Lucky for us, the Boston-based nonprofit Teach Plus has gotten money from the Noyce and Bill and Melinda Gates foundations to answer the question. The researchers reported that administering tests takes much longer than school district officials say it does. Also, tests designed by school districts might be more time-wasting than the annual state tests we complain about most.

Authors Mark Teoh, Celine Coggins, Christine Guan and Tamara Hiller also examined a category of tests that bothers students more than adults. Read the report before your next PTA meeting. It’s only 24 pages long, and some of it is derived from data and interviews in Fairfax, Prince George’s and Howard counties, and the District.

The report’s first finding sounds like a victory for people like me who have argued that testing isn’t so bad. Across 12 urban districts, the authors concluded, the average amount of time students spend on state and district tests equaled only 1.7 percent of the school year “in third and seventh grade and substantially less in kindergarten.”

I am not celebrating. The report showed that figure is deceptive based on the testing calendars that school districts give to parents and the general public. The authors surveyed 300 teachers in Boston, Chicago, Indianapolis, Los Angeles, Memphis and the District who reported that the actual test administration time, based on their first-hand experience, is more than double that length.

In kindergarten, the school districts counted 2.3 hours a year of testing. The teachers said 7 hours. In third grade, the districts said 14.2 hours; the teachers said 27.7 hours. In seventh grade, where teachers and students had more experience with the process, the numbers were closer; districts reported 14.9 hours and teachers said 16.4 hours. Keep in mind this is only the time spent giving the test. The report did not assess the time spent preparing students for the test or analyzing the resulting data. That would be a much higher number.

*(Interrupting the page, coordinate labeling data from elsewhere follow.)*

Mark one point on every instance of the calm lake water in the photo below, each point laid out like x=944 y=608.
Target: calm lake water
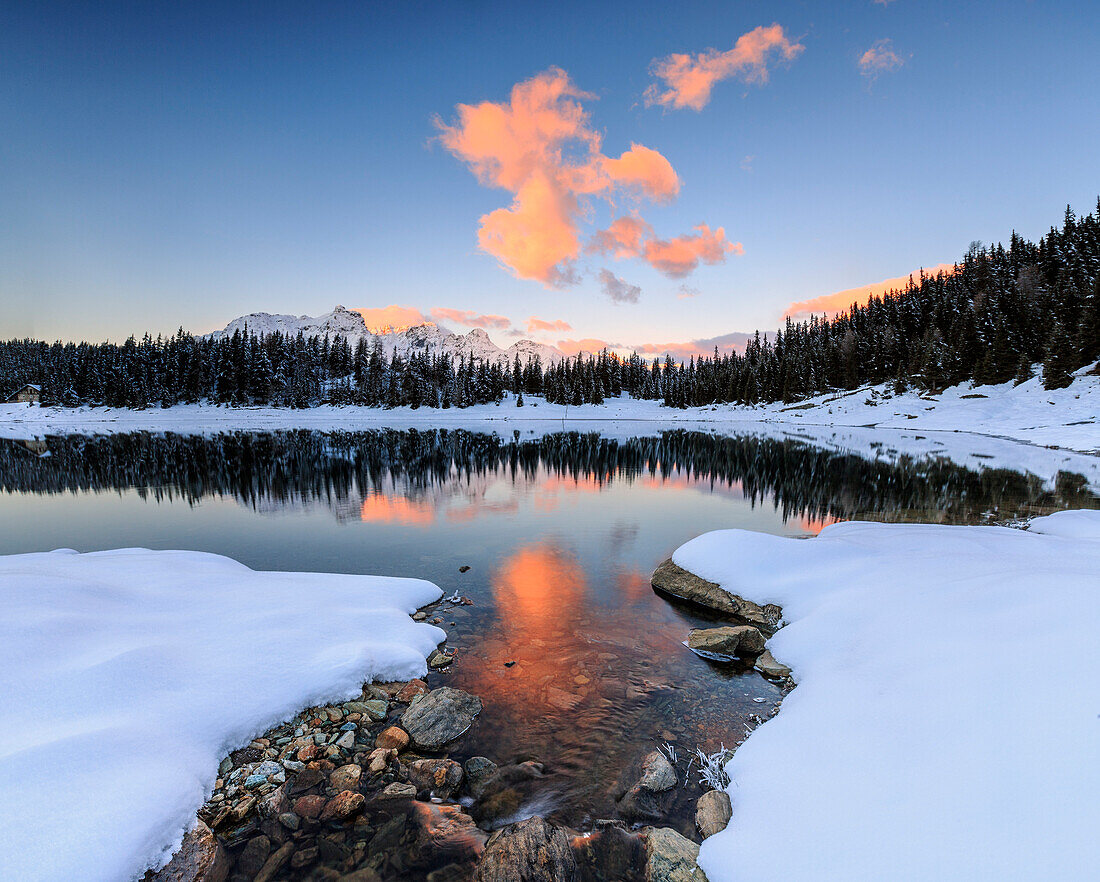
x=578 y=662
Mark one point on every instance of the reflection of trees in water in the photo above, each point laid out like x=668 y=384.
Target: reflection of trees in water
x=337 y=469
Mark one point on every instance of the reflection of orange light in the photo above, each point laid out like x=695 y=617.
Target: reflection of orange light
x=814 y=526
x=537 y=586
x=383 y=509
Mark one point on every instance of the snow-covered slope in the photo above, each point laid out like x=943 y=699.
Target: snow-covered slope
x=428 y=338
x=127 y=675
x=945 y=720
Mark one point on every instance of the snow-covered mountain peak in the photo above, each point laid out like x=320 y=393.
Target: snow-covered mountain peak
x=426 y=338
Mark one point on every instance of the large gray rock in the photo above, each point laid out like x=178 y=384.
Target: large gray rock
x=440 y=716
x=200 y=859
x=726 y=643
x=671 y=858
x=767 y=665
x=673 y=580
x=657 y=773
x=529 y=851
x=713 y=813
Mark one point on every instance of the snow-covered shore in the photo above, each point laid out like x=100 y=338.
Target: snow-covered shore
x=1064 y=418
x=945 y=720
x=127 y=675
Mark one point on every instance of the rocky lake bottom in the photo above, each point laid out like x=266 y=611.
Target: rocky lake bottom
x=564 y=682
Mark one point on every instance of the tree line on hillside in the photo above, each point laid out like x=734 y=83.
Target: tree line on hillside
x=999 y=312
x=264 y=470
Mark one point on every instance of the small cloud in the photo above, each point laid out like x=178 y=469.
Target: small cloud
x=880 y=58
x=689 y=78
x=725 y=343
x=536 y=324
x=585 y=344
x=471 y=319
x=677 y=257
x=540 y=146
x=832 y=304
x=618 y=290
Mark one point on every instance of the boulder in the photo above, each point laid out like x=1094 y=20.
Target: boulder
x=200 y=859
x=441 y=778
x=440 y=716
x=392 y=738
x=343 y=806
x=670 y=858
x=675 y=581
x=446 y=833
x=529 y=851
x=479 y=772
x=766 y=664
x=726 y=643
x=713 y=813
x=657 y=773
x=345 y=778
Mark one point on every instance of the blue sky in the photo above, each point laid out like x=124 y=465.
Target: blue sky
x=166 y=165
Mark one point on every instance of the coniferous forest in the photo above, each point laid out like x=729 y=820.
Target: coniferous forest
x=1001 y=311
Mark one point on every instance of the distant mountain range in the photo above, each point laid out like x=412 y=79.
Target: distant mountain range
x=428 y=338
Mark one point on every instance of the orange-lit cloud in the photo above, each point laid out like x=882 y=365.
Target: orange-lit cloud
x=832 y=304
x=618 y=290
x=677 y=257
x=535 y=324
x=470 y=318
x=688 y=79
x=880 y=58
x=725 y=343
x=586 y=344
x=540 y=146
x=391 y=317
x=625 y=238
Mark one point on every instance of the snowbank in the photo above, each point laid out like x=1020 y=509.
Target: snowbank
x=127 y=675
x=1065 y=418
x=945 y=724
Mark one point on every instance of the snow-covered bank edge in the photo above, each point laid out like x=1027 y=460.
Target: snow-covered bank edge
x=129 y=674
x=1066 y=419
x=923 y=738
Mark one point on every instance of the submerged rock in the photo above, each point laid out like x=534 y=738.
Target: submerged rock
x=767 y=665
x=671 y=858
x=479 y=771
x=441 y=778
x=529 y=851
x=657 y=773
x=673 y=580
x=726 y=643
x=713 y=813
x=440 y=716
x=200 y=859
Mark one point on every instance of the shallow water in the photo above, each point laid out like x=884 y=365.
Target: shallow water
x=578 y=662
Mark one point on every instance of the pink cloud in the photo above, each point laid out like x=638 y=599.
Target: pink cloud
x=677 y=257
x=839 y=301
x=623 y=239
x=391 y=317
x=880 y=58
x=541 y=147
x=688 y=79
x=536 y=324
x=585 y=344
x=470 y=318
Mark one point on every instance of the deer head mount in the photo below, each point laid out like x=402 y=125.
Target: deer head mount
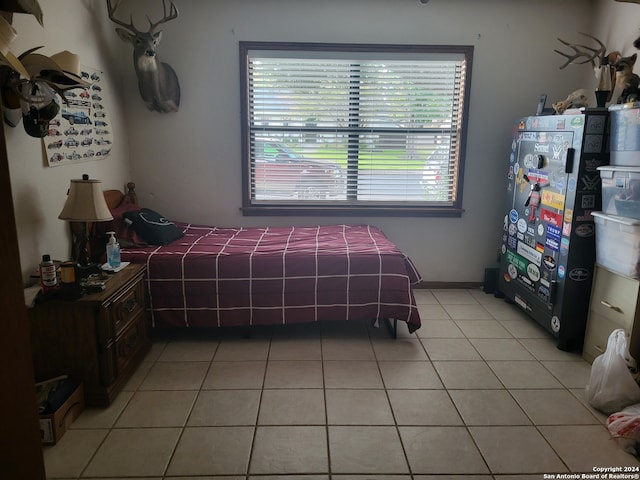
x=157 y=81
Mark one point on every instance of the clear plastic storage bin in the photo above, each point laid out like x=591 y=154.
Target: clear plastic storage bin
x=621 y=191
x=618 y=243
x=624 y=137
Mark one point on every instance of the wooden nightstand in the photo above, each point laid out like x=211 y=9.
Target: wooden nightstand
x=100 y=338
x=614 y=304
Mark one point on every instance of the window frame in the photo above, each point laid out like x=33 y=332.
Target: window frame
x=250 y=208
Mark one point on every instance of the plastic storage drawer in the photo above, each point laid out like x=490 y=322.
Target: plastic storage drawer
x=618 y=243
x=621 y=191
x=625 y=134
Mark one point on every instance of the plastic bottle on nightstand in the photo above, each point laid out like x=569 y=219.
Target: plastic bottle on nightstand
x=48 y=276
x=113 y=251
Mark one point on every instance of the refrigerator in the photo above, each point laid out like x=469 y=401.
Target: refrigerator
x=547 y=254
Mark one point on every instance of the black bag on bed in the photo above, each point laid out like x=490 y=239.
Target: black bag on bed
x=153 y=227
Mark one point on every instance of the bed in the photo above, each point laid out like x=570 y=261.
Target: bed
x=210 y=276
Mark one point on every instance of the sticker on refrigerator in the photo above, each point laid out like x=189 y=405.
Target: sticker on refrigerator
x=534 y=272
x=522 y=225
x=550 y=217
x=529 y=253
x=517 y=261
x=544 y=293
x=590 y=183
x=553 y=199
x=553 y=238
x=561 y=271
x=585 y=230
x=568 y=215
x=588 y=202
x=549 y=262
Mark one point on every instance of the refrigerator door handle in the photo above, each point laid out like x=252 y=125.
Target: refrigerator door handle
x=553 y=292
x=568 y=166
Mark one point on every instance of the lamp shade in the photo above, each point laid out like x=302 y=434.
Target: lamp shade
x=85 y=202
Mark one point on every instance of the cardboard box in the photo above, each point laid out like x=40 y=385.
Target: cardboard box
x=53 y=425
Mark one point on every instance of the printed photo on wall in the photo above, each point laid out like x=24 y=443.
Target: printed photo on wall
x=82 y=130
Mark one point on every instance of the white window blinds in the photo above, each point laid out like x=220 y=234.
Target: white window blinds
x=344 y=128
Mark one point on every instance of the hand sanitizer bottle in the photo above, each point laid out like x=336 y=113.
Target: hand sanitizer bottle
x=113 y=251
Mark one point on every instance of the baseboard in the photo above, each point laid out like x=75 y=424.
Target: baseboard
x=449 y=285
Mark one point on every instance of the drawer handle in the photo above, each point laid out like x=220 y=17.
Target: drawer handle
x=130 y=305
x=611 y=307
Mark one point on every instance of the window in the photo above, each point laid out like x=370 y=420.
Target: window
x=354 y=129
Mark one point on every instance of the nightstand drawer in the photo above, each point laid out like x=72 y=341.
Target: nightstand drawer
x=128 y=306
x=615 y=297
x=130 y=342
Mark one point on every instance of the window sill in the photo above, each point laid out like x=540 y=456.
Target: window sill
x=352 y=211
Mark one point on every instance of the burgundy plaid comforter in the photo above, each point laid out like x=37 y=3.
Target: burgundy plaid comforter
x=277 y=275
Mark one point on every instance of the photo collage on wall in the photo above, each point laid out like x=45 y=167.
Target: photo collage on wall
x=82 y=129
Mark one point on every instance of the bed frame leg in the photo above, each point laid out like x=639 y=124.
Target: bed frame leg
x=393 y=329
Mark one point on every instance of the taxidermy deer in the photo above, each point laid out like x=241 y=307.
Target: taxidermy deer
x=157 y=81
x=603 y=64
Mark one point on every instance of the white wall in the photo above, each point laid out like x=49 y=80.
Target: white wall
x=187 y=164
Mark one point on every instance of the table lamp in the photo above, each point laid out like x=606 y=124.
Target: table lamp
x=85 y=203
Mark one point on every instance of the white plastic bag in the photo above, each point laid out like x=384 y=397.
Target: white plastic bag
x=624 y=426
x=611 y=385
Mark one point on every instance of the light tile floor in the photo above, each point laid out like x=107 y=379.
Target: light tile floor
x=479 y=392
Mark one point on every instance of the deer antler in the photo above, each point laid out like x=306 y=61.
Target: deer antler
x=173 y=13
x=590 y=56
x=112 y=10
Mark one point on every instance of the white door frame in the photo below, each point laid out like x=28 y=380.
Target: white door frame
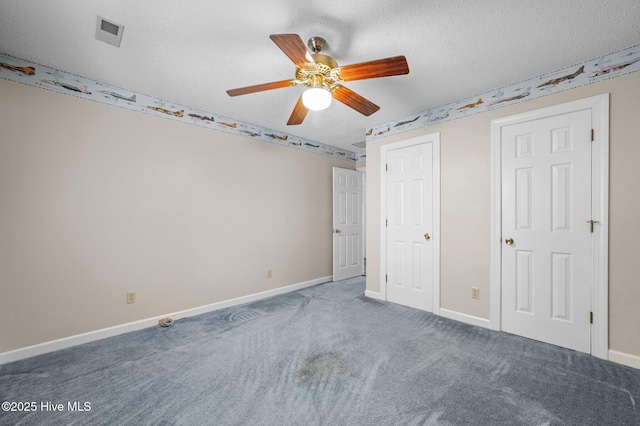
x=599 y=106
x=361 y=208
x=433 y=138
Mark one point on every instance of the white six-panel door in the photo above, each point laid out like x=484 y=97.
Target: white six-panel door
x=546 y=238
x=410 y=226
x=348 y=223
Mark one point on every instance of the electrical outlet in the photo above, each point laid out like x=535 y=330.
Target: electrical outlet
x=475 y=293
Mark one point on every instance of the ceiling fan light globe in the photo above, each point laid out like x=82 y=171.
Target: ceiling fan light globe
x=316 y=98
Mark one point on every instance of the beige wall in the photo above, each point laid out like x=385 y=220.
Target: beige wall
x=96 y=201
x=465 y=206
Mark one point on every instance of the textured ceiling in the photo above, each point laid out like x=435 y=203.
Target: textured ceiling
x=191 y=51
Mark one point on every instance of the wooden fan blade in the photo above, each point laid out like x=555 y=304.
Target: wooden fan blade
x=355 y=101
x=261 y=87
x=299 y=113
x=293 y=46
x=374 y=69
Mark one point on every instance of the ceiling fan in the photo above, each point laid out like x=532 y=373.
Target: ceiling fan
x=324 y=78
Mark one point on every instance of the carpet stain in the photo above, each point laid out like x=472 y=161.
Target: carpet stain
x=322 y=369
x=243 y=316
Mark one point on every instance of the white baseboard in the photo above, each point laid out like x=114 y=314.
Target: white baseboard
x=469 y=319
x=373 y=294
x=90 y=336
x=624 y=359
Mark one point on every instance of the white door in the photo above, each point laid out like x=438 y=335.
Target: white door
x=348 y=224
x=546 y=237
x=409 y=224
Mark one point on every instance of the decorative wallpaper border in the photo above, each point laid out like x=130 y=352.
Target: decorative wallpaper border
x=608 y=66
x=615 y=64
x=36 y=75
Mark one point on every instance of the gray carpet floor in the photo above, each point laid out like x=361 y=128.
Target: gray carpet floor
x=325 y=355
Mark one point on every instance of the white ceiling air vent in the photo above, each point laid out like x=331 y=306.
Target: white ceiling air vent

That was not the report’s only troubling discovery. It found enormous differences among urban districts. A typical Denver student, for instance, “will have about 159.4 hours of math and English Language Arts testing by the time he/she finishes the eighth grade,” the report said. “By comparison the typical student in Chicago will have had just 53.8 hours of math and ELA testing. The difference of about 105 hours, after nine school years, amounts to about 19 instructional days, or almost four weeks of school.”

The District was somewhat below average in scheduled testing time compared to 11 other urban districts surveyed. But it had more testing time than the three suburban Washington districts surveyed. Nationally, suburban district schedules showed 1.3 percent of the school year spent in testing, compared to 1.7 percent in urban districts.

There was one mention of classroom and school tests, the most stressful to our children because they usually count on report cards. The researchers said these under-studied assessments “absorbed substantially more time than state- and district-mandated assessments.” Children rarely testify at hearings or write op-eds, so that issue is going nowhere.

District-designed tests take more time than state tests, the report concluded. Teachers nationwide complained, as D.C. teachers do, that district preliminary tests to help prepare students for annual tests often ask irrelevant questions and waste time. That is something local districts might be able to fix. Reducing the total time devoted to testing will not be so easy and might have unexpected consequences.